Cultura

"Una mala película no se arregla con una buena banda sonora"

  • Ganador de un Goya por 'Un monstruo viene a verme', el músico vasco dirige este mediodía a la ROSS con el coro Ziryab de Córdoba en el Gran Teatro Falla durante un concierto de cine

-¿qué le atrajo de componer para el cine?

-No te puedo decir el qué porque como siempre ha estado ahí... No sé cuando empezó, siempre ha estado ahí, siempre ha sido una cosa que quería hacer y que me gustaba hacer. Para mí el contar las historias a través de la música es una cosa como respirar.

-Y le hace feliz

-Absolutamente feliz. En el colegio ya ponía la música para las obras de teatro con una guitarra, con un Casio, ¡con lo que tuviera! Es como si fuera una manera natural de entender, por un lado, la realidad, y por otro, la realidad paralela que nos inventamos con las historias.

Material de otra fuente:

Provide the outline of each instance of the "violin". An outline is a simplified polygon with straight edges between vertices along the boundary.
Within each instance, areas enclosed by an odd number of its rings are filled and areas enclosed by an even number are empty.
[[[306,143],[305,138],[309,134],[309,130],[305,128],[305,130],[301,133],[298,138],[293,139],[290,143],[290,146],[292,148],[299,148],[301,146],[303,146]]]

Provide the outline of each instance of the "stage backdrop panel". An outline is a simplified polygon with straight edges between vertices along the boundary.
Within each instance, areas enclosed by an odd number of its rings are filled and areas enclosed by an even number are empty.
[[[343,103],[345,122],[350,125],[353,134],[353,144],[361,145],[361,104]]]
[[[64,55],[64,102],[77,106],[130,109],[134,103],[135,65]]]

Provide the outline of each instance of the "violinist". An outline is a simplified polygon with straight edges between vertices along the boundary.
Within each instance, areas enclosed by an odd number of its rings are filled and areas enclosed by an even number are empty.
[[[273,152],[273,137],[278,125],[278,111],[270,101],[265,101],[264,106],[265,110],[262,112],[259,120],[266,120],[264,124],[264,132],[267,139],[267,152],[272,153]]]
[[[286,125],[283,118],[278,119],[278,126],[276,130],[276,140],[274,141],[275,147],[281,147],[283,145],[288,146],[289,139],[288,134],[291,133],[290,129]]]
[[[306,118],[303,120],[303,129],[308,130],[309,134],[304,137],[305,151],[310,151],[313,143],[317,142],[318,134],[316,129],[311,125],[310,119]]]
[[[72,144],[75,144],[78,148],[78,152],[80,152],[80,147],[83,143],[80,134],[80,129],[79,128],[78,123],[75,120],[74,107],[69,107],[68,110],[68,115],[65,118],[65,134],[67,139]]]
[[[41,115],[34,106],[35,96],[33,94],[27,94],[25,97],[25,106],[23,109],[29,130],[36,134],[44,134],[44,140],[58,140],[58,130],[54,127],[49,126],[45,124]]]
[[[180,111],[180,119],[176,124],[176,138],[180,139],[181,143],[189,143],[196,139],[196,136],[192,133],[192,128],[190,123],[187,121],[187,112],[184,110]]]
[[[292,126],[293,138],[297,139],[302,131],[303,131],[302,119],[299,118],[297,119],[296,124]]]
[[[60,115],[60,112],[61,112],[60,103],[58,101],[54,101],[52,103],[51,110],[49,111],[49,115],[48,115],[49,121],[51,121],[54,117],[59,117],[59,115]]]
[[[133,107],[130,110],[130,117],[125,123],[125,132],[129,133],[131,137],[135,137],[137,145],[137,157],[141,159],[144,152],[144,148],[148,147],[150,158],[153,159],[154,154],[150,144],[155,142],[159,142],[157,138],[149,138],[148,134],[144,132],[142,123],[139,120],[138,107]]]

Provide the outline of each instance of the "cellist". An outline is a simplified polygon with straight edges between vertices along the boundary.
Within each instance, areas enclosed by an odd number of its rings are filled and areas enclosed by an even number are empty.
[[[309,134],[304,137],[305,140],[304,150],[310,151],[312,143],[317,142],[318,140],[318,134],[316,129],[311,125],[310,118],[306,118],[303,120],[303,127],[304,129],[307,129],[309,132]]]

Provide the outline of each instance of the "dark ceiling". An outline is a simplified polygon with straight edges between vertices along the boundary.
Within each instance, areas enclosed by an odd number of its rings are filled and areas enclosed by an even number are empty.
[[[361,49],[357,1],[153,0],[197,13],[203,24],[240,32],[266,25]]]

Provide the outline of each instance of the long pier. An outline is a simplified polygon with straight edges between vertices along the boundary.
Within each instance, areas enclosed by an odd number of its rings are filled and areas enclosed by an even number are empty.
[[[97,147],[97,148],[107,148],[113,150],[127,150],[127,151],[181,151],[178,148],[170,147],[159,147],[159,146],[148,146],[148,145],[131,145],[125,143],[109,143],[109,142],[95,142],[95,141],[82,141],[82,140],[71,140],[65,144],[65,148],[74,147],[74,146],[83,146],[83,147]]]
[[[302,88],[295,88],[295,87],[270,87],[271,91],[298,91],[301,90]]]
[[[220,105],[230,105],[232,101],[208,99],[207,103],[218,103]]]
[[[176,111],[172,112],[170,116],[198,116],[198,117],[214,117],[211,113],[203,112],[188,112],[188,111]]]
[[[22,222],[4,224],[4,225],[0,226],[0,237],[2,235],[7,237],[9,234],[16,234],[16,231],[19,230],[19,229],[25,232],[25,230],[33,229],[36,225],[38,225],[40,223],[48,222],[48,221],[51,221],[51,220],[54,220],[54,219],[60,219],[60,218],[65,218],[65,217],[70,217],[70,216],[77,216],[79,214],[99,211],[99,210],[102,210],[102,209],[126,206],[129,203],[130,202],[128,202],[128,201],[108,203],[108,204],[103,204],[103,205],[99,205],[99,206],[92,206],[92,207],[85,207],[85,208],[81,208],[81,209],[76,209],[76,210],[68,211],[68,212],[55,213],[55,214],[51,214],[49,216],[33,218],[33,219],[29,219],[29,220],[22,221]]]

-Creo que en la decisión de tomar este camino tuvo mucho que ver Koldo Serra con quien empezó haciendo la música de sus cortometrajes, ¿cómo surgió la relación con el cineasta?

-Bueno, pues de la manera más tonta porque teníamos una amiga en común que le dijo "mira, este loco seguro que te hace la música del corto". Así que lo conocí, hice un primer corto con él y todo el rato lo fuimos pasando muy bien, hicimos más trabajos juntos y todo de una manera amateur en el buen sentido, con gente que en su tiempo libre hacía un corto o una película, y así hemos crecido juntos. Y luego Koldo me presentó a Jota (J. A. Bayona) y empecé a trabajar con Jota que me presentó al otro y al otro, y el otro al otro... Al fin y al cabo los cineastas con los que tuve la suerte de trabajar son colegas de generación.

-Su instrumento es el violonchelo pero creo que se siente muy bien en la dirección. ¿Qué le impulsó a tomar la batuta?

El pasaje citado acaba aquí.